Don't read it if you have unidentified symptoms or tendencies towards hypochondria.

Wednesday, July 29, 2015

Soldier Girls by Helen Thorpe *****

Economic Draft. Think about that. Economic Draft. The economic draft, prevalent during the Bush years, sent millions, yes millions, of soldiers to Iraq and Afghanistan. If you do not know anyone personally who was deployed, it is because the "volunteers" tended to be those with few other economic opportunities, and evidently your friends had other opportunities. That is the economic draft.

Soldier Girls by Helen Thorpe tells the stories from three women of the Indiana National Guard. Michelle Fischer was young and single. Debbie Fischer was over 40. Desma had three small children. They all found the military to be the best opportunity open to them.

All three women were in Afghanistan together and they managed to have some fun amid the violence and boredom.

One time Desma tried to order a Clydesdale to go with a big party. She also requisitioned hamburgers, hot dogs, and ten kegs of beer. That didn't work: no Clydesdale or beer, but they got the hamburgers and hot dogs, and a funny story to tell.

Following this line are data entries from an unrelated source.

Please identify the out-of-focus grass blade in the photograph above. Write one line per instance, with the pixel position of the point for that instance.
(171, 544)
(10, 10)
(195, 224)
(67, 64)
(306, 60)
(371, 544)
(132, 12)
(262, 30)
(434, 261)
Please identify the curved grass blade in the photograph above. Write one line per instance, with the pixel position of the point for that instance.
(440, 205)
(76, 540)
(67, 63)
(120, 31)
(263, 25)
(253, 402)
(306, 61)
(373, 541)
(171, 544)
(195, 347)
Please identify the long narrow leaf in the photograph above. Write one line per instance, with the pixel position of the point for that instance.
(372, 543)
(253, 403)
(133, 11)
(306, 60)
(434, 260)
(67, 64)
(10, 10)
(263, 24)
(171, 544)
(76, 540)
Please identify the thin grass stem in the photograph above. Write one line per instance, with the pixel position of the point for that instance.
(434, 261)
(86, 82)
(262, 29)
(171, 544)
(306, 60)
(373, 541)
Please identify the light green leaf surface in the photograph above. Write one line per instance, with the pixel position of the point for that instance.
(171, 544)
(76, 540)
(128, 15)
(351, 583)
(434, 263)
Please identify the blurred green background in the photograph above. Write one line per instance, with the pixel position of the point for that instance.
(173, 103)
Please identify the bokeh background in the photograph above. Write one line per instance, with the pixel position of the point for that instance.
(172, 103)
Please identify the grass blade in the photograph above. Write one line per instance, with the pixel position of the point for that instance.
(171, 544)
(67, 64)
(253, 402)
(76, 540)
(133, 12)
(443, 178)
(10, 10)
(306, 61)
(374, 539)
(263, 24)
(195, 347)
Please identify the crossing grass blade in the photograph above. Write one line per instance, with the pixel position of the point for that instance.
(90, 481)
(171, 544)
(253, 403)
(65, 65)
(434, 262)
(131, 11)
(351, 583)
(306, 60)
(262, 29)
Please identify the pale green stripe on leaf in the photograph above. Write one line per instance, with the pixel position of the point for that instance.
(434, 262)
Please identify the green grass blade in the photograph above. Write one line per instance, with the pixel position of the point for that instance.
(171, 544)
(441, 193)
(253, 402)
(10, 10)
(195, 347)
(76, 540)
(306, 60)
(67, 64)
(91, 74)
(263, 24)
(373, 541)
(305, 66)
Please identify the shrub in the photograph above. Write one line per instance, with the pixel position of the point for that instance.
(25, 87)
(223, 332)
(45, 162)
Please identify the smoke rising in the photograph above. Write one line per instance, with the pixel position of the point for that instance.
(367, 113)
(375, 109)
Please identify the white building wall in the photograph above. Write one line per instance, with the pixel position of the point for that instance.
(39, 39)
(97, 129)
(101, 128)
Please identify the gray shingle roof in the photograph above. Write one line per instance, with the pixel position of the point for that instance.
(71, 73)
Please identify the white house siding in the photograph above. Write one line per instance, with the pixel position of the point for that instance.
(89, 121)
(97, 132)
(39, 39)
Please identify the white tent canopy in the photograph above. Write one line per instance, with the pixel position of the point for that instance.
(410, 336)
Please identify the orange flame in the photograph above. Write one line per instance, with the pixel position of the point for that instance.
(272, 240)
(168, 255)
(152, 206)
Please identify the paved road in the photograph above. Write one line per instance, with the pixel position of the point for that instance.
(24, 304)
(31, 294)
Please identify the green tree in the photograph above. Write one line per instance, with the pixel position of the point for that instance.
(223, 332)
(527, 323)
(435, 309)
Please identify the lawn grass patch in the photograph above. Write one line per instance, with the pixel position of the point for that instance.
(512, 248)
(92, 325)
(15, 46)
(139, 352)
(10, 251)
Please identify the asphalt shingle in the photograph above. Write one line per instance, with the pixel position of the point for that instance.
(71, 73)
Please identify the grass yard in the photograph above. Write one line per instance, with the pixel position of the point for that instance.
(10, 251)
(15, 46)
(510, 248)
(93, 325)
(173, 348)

Another time, when the guys were arguing as guys do, two women when back to their quarters and
got this big old dildo ... They came back and slammed that thing down on the table. "Mine's bigger than all of your, so shut the f*$k up."
But is was not all fun. I found especially moving the discussions the mental impacts of being in combat, which seem to be similar to symptoms of aging. For example, having to keep notes of things that once could be simply remembered. However, these women were in their 20s and 30s, not their 60s and 70s.

Their stories are the stories of all soldiers: death, elation, boredom, PSTD, isolation, and close friendships. Thrope brings their stories to life with no judgement of the women or the country that sent them to war. This is a terrific history of a period that many people know too little about. If you never considered volunteering for the economic draft, you should at least read this to better appreciate those who did.